We also do the same example with rolling a dice,
and we get a similar result.
Next we talk a little bit about Bernoulli trials and
the Binomial distribution and then we see
how this actually plays out when we flip a coin,
five coins, and how many heads we can get.
We also can look at the long term frequency,
and this is similar to what we saw before,
here is a bunch of heads,
what's the probability of getting a heads?
It was 0.4 In this particular example,
even though the probability was set to be 0.5.
If I go down farther we can make a plot of this and see
the long term frequency just like you saw in that previous website.
And you see that over time,
as we get increasingly large numbers of samples in this case 50,000 flips,
we started getting very close.
Notice that this is 0.5025.
So we're very close to the theoretical expectation, but not exact.
The rest of this notebook talks about other concepts that are
important in probability theory,
how we can take data and we can normalize it and get out different sets.
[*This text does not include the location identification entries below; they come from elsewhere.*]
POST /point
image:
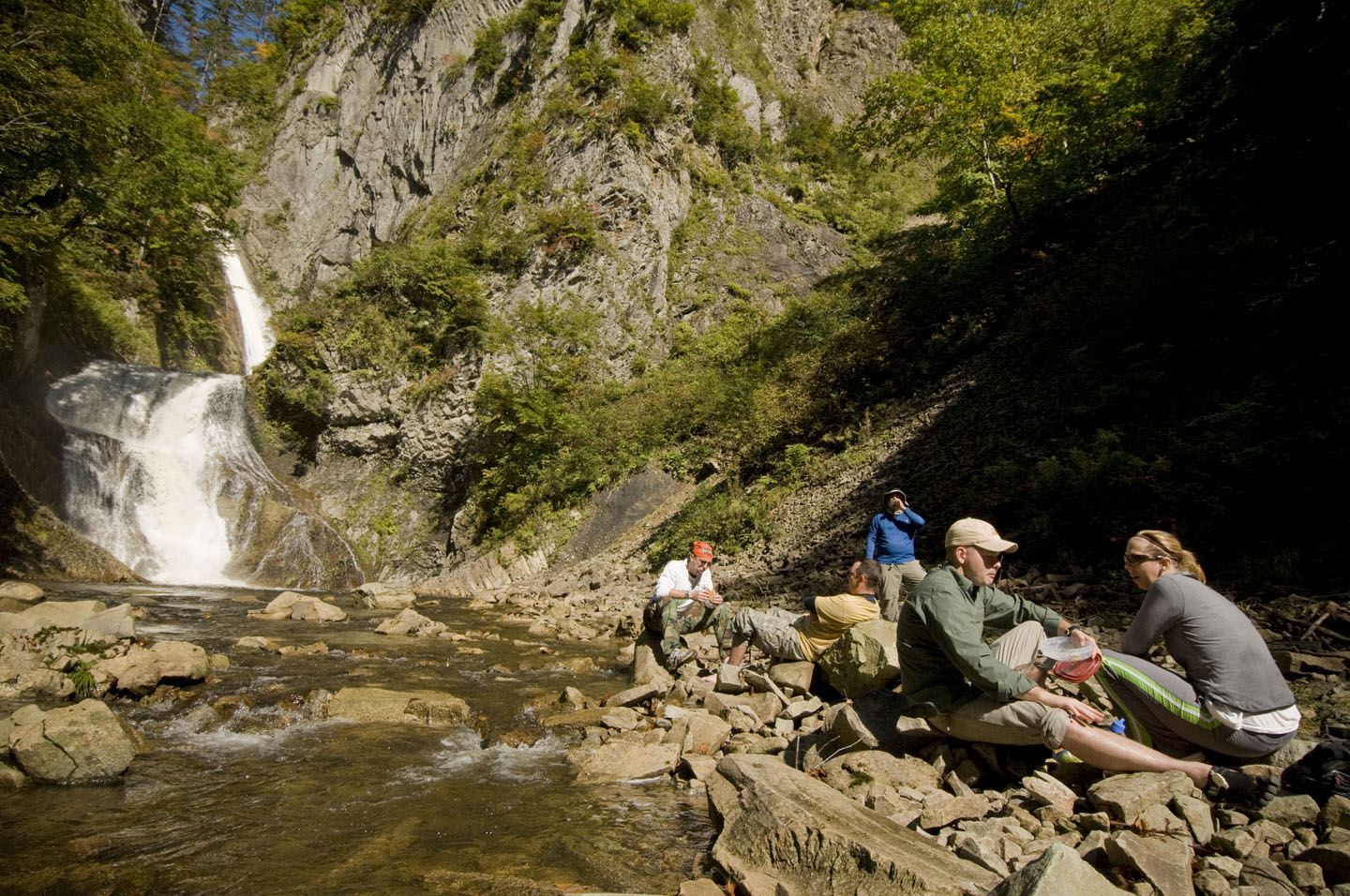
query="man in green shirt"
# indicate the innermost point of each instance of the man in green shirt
(993, 693)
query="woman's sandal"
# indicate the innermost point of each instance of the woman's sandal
(1239, 789)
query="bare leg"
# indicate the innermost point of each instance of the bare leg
(1114, 754)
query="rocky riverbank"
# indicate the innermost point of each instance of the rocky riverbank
(810, 792)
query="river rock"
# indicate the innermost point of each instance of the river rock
(622, 760)
(1125, 797)
(116, 622)
(142, 668)
(1162, 861)
(794, 678)
(51, 614)
(411, 622)
(813, 840)
(1058, 872)
(408, 708)
(19, 591)
(289, 605)
(1334, 859)
(862, 660)
(72, 745)
(385, 597)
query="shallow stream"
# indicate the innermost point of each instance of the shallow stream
(242, 791)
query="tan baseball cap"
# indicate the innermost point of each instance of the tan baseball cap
(971, 531)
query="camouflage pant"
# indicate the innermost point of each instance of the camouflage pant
(669, 622)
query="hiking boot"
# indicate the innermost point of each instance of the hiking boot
(1238, 788)
(678, 657)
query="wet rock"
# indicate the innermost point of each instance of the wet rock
(142, 668)
(410, 622)
(11, 779)
(813, 840)
(385, 597)
(303, 650)
(289, 605)
(72, 745)
(405, 708)
(699, 733)
(51, 614)
(622, 760)
(862, 660)
(1125, 797)
(21, 591)
(1162, 861)
(636, 695)
(257, 643)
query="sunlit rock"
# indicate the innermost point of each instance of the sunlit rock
(72, 745)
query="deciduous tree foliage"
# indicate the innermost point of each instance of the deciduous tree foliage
(1029, 100)
(110, 189)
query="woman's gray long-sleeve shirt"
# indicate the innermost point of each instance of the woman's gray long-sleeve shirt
(1223, 655)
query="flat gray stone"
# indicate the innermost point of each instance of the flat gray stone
(1058, 872)
(797, 830)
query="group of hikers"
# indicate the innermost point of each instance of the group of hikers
(1233, 702)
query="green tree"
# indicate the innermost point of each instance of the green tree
(1028, 100)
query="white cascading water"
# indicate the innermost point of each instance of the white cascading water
(253, 312)
(159, 471)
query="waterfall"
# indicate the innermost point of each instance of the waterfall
(161, 472)
(253, 312)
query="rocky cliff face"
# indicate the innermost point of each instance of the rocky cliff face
(385, 126)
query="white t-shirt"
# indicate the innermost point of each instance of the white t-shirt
(675, 577)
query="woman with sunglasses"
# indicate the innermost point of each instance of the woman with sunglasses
(1233, 699)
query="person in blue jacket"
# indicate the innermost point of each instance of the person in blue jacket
(890, 542)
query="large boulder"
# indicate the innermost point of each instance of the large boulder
(291, 605)
(51, 614)
(810, 838)
(412, 623)
(72, 745)
(142, 668)
(404, 708)
(862, 660)
(385, 597)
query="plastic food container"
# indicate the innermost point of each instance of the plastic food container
(1067, 650)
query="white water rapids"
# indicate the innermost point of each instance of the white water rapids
(159, 471)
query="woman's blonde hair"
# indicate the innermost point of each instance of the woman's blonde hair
(1171, 546)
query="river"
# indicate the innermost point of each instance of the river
(242, 791)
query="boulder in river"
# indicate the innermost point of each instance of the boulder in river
(407, 708)
(809, 837)
(72, 745)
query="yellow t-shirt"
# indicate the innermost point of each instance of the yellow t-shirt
(833, 617)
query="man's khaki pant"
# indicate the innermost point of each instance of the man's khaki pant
(898, 583)
(991, 721)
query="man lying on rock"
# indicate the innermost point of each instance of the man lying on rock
(683, 602)
(993, 693)
(791, 635)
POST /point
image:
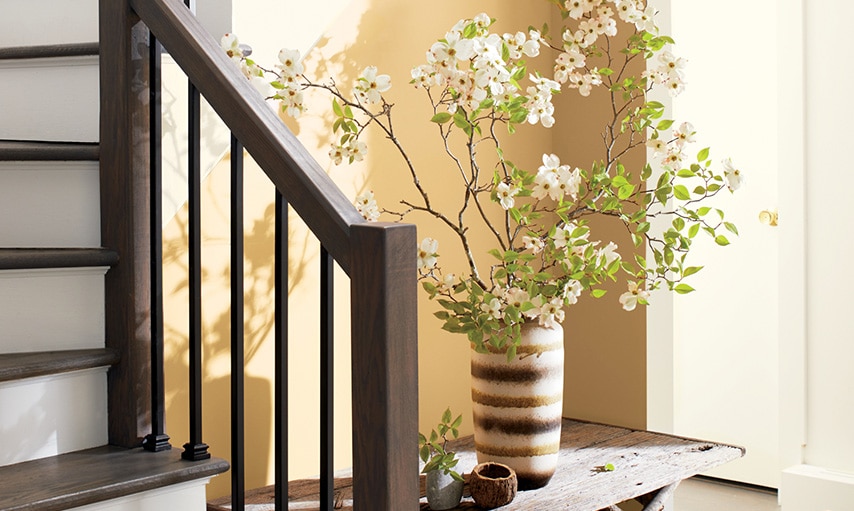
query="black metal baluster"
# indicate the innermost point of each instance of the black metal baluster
(237, 405)
(157, 440)
(326, 381)
(281, 334)
(195, 449)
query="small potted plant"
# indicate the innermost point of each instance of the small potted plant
(444, 484)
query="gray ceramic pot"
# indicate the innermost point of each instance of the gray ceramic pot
(443, 491)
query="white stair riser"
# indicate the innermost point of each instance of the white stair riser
(50, 99)
(55, 309)
(48, 22)
(49, 204)
(189, 496)
(47, 416)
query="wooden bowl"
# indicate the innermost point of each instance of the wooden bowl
(493, 485)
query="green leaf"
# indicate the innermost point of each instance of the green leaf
(619, 181)
(691, 270)
(625, 192)
(441, 118)
(693, 230)
(731, 228)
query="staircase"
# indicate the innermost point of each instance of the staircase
(81, 386)
(56, 361)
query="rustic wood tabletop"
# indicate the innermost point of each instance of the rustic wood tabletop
(643, 464)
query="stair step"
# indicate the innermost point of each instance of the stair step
(11, 150)
(33, 106)
(96, 475)
(49, 51)
(49, 204)
(17, 366)
(37, 258)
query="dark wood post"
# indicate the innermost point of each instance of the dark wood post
(385, 367)
(124, 170)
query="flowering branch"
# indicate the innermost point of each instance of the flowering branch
(476, 80)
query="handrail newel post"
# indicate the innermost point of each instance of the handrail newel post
(125, 220)
(385, 366)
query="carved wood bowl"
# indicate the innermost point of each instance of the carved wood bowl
(493, 485)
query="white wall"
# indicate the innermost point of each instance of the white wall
(830, 276)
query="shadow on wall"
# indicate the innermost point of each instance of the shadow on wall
(394, 37)
(216, 319)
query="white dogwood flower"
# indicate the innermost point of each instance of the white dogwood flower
(733, 176)
(427, 254)
(506, 195)
(630, 299)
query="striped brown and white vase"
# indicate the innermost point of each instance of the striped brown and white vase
(517, 406)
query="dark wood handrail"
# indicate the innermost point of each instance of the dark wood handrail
(379, 258)
(318, 201)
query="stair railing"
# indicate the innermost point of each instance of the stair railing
(379, 259)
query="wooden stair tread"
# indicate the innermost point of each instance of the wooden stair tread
(13, 150)
(95, 475)
(17, 366)
(49, 51)
(34, 258)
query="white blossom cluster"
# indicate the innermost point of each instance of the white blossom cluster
(366, 205)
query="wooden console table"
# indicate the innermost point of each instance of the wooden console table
(647, 467)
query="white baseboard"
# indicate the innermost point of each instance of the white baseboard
(189, 496)
(811, 488)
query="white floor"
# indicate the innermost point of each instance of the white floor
(704, 495)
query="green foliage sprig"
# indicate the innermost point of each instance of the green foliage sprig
(434, 451)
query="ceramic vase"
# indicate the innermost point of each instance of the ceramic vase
(517, 406)
(443, 491)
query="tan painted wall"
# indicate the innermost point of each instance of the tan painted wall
(605, 349)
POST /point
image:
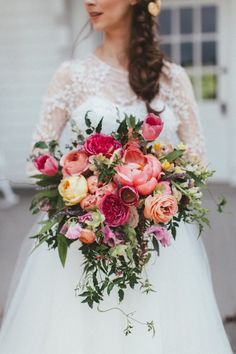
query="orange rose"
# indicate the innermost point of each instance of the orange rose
(160, 208)
(87, 236)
Again, here we're seeing a hundred rolls,
we are very close to that theoretical expectation
but as we increase the number of rolls, we get closer.
We can estimate probability from density by using histograms,
we just normalize the histogram,
we can create a cumulative distribution or a cumulative mass function.
This is nice, because if we can read off here,
we say what's the total bill that we expect 50% of the time?
And you could just read right off, and say,
well that's around $18.
That's what the CDF does.
So, with that I'm going to go ahead and stop.
There's a few other things in here,
but be sure to play with this notebook,
test these different concepts out yourself and get a very good feeling for probability.
Since we will be using it repeatedly throughout this course.
And in your career as a data analyst.